Saran yang diberikan 1. Membuat penutup / etalase yang terbuat dari kaca untuk meletakkan gorengannya, sehingga mengurangi masuknya Pb dari jalan raya ke dalam gorengan 2. 3. 4. 5. Mengganti alas peletak gorengan dari koran menjadi kertas putih Menyediakan tempat sampah untuk membuang bungkus tempe dan sebagainya Baik penjual maupun pengolah sebaiknya menggunakan pakaian yang tertutup (berlengan) dan bersih Menggunakan minyak tidak sampai keruh, mengingat bahaya yang dapat dtimbulkan olehnya. sedikitsedikit penggunaanya tapi sering diganti lebih baik dari pada sekali tuang banyak tapi tidak pernah diganti
Ada 3 cara baru untuk menjernihkan minyak jelantah : Cara 1. Dengan membuat alat pengolahan alat jelantah.
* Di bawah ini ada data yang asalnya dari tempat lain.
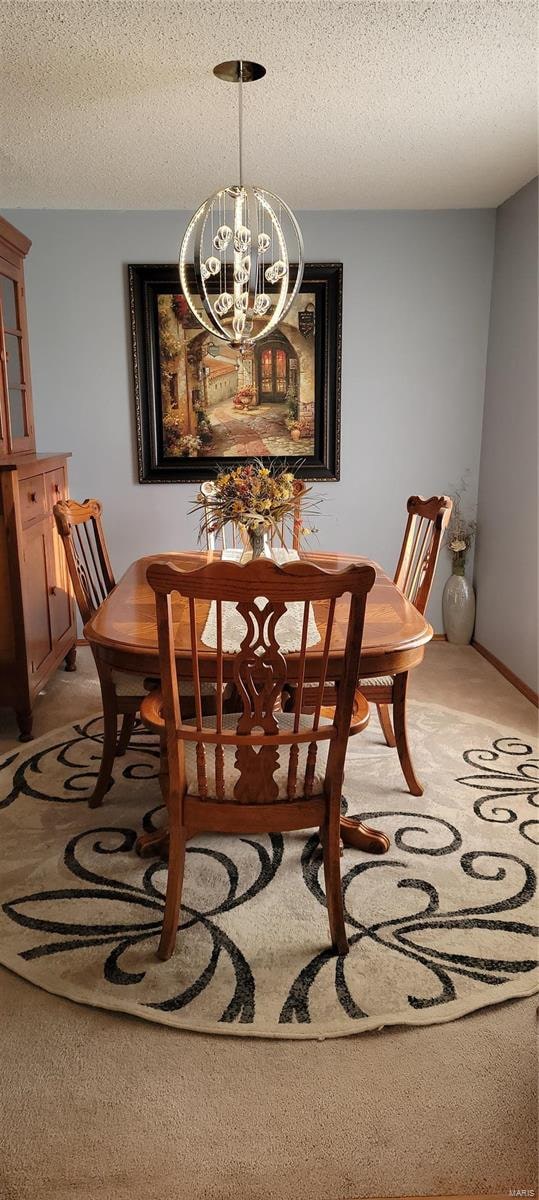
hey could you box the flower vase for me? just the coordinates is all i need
[442,564,475,645]
[240,528,272,563]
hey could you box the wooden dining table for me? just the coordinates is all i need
[84,550,432,857]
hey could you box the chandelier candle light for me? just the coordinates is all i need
[179,60,304,349]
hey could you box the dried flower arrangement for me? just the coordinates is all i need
[193,460,315,557]
[446,475,477,575]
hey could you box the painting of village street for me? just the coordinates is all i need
[157,291,316,460]
[130,263,341,482]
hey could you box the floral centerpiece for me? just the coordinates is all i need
[194,460,312,558]
[446,478,477,576]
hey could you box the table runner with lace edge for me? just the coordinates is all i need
[201,549,321,653]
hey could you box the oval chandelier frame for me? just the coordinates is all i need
[179,60,304,349]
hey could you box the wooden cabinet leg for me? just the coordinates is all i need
[16,708,33,742]
[393,672,424,796]
[64,645,77,671]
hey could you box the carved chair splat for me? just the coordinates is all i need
[140,556,376,962]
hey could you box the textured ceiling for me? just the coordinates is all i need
[1,0,537,209]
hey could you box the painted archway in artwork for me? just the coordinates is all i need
[254,330,299,404]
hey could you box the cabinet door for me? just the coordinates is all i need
[45,470,73,643]
[23,521,53,674]
[0,258,35,455]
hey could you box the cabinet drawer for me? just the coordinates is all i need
[19,473,46,525]
[45,466,67,512]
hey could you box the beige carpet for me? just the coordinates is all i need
[0,644,537,1198]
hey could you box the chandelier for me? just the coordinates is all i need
[179,59,304,349]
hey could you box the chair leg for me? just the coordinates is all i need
[158,809,186,962]
[116,711,136,756]
[376,703,396,747]
[159,729,169,806]
[393,673,424,797]
[89,699,118,808]
[321,806,349,956]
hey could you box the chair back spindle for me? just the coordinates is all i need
[393,495,452,615]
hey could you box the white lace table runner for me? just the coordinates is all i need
[201,549,321,653]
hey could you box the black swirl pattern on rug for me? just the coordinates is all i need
[279,806,537,1024]
[0,717,159,810]
[3,819,284,1024]
[1,723,538,1029]
[457,737,538,845]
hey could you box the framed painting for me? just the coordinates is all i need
[129,262,342,483]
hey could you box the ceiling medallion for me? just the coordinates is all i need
[179,59,304,349]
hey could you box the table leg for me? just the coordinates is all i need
[136,719,390,859]
[136,826,170,859]
[339,815,390,854]
[137,820,390,858]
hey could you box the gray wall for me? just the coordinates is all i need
[4,208,495,631]
[474,179,538,690]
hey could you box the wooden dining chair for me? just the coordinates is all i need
[357,494,452,795]
[200,478,307,552]
[140,556,375,961]
[53,498,153,807]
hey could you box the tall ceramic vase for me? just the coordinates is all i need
[442,560,476,645]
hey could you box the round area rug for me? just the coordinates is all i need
[0,703,537,1039]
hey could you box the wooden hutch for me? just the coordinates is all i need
[0,216,76,739]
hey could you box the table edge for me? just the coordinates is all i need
[84,551,433,661]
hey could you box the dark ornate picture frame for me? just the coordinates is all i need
[129,262,342,483]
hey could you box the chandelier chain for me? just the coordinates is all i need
[238,60,243,187]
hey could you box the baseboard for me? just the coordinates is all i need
[472,639,538,708]
[355,1195,513,1200]
[76,637,88,647]
[432,633,447,641]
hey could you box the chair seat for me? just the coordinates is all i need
[357,675,394,691]
[112,671,214,699]
[112,670,155,697]
[184,711,333,802]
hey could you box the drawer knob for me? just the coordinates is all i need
[49,586,57,597]
[30,492,37,503]
[54,483,61,495]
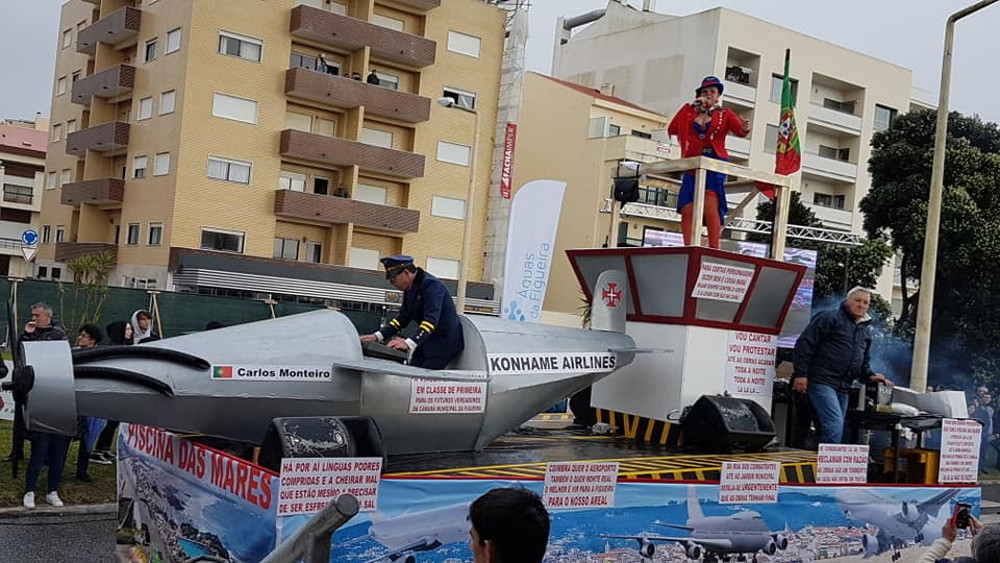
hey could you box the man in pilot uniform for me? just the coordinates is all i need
[360,255,464,369]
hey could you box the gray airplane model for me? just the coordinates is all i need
[602,486,790,563]
[5,270,638,461]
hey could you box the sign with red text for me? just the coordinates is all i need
[724,331,776,397]
[543,461,619,510]
[409,379,487,414]
[816,444,869,484]
[719,461,781,504]
[277,457,382,516]
[500,123,517,199]
[939,418,982,483]
[691,262,755,303]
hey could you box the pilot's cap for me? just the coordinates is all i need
[380,255,414,279]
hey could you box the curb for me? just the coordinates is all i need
[0,502,116,519]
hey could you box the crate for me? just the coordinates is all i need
[883,447,940,484]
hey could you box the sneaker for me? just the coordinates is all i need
[45,492,63,508]
[91,452,112,465]
[22,492,34,509]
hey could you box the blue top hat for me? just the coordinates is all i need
[695,75,724,95]
[380,255,414,279]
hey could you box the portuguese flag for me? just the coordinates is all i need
[775,49,801,176]
[212,366,233,379]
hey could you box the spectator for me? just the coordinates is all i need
[792,287,892,445]
[318,53,332,74]
[105,320,133,346]
[918,514,987,562]
[351,71,362,81]
[73,324,105,483]
[366,69,380,85]
[971,398,992,474]
[92,319,134,465]
[130,309,160,344]
[469,488,549,563]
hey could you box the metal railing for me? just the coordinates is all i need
[260,494,359,563]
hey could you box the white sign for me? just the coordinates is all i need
[816,444,869,484]
[724,332,776,397]
[21,247,37,263]
[487,352,617,375]
[719,461,781,504]
[691,262,755,303]
[409,379,487,414]
[543,461,619,510]
[0,388,13,422]
[939,418,982,483]
[211,365,332,381]
[277,457,382,516]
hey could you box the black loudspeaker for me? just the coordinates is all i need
[613,177,640,203]
[257,416,386,473]
[681,395,777,453]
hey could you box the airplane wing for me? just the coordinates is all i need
[332,358,490,382]
[652,521,695,532]
[361,535,441,563]
[917,489,961,515]
[602,534,734,552]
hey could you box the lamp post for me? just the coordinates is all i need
[911,0,998,393]
[436,97,481,314]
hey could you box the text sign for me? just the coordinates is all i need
[691,262,755,303]
[724,331,776,397]
[409,378,486,414]
[816,444,869,484]
[488,352,617,375]
[543,461,619,510]
[719,461,781,504]
[939,418,982,483]
[499,123,517,199]
[211,365,332,381]
[277,457,382,516]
Alat ini dibuat oleh 2 anak SD yaitu Khotibul Ma'ruf dan Fajar Rizky, dua siswa SD 2 Arcawinangun, Kecamatan Purwokerto Timur. Alat ini telah diperagakan kepada tim penilai dari Badan Pemberdayaan Mayarakat Pemprov Jateng. Jelantah itu bisa diolah kembali minimal mendekati bentuk keaslian minyak goreng dari pabrikan. Cara kerja melalui 3 tahap. Jelantah dimasukkan ke dalam botol pertama yang dalamnya sudah ada zeolit (bawah) sebesar biji kacang & arang (atas) kemudian disaring. Zeolit sendiri biasanya sebagai media tumbuh untuk tanaman kaktus. Hasil saringan dimasukkan ke botol 2. Isilah filter sama seperti di atas, namun ukuran arang dan zeolit harus lebih kecil! Hasil saringan dimasukkan ke botol ketiga. Lalu ditambahkan air dan soda api. Tunggu beberapa menit hingga minyak goreng siap pakai terbentuk! Botol 1 dan 2 berfungsi untuk menyaring kotoran, sedangkan botol ketiga untuk menjernihkan minyak. Cara 2. Mencampurkan arang sekam yang sudah digoreng dalam kadar tertentu ke dalam minyak goreng bekas. Satu persen arang sekam yang dicelupkan dalam minyak goreng panas selama 30 menit akan menjernihkan minyak bekas secara kimia,

fisik, maupun organoleptik, mendekati kualitas minyak yang masih baru. Minyak hasil arang sekam tersebut masih layak dipakai walaupun disimpan selama 3 bulan berturut-turut. Metode ini ditemukan oleh dosen Fakultas Teknologi Pertanian (FTP) Universitas Widya Mataram Yogyakarta (UWMY), Ir Ambar Rukmini MP. Atas penemuannya, beliau berhasil meraih predikat dosen terbaik tingkat PTS di Kopertis Wilayah V DIY dan masuk sebagai salah satu finalis dosen terbaik se-Indonesia. Cara 3. Perendaman ampas tebu dengan minyak jelantah menjadikan minyak lebih bersih. Warna hitam atau cokelat minyak jelantah akan berkurang drastis karena kotoran itu diserap oleh ampas tebu. Metode ini ditemukan oleh Aster Rahayu, mahasiswi semester delapan Universitas Andalas (UNAND) di Padang, Sumetara Barat Setelah dikaji dalam pembahasan di atas, ternyata lebih banyak kerugian menyantap gorengan terus-menerus daripada manfaatnya. Jika lapar, ada baiknya Anda memilih makanan cemilan lain sebagai pengganti gorengan, misalnya buah-buahan atau kacang. Dalam hidup ini berlaku hukum tabungan . Apa yang kita lakukan sekarang akan menjadi tabungan di masa mendatang. Apa yang kita tabung sedikit demi sedikit akan terasa hasilnya bertahun-tahun kemudian, begitu pun dengan penyakit. Pemicu penyakit dapat berasal dari apa yang Anda makan. Jadi, teliti dan hati-hatilah dalam mengonsumsi makanan apapun jenisnya!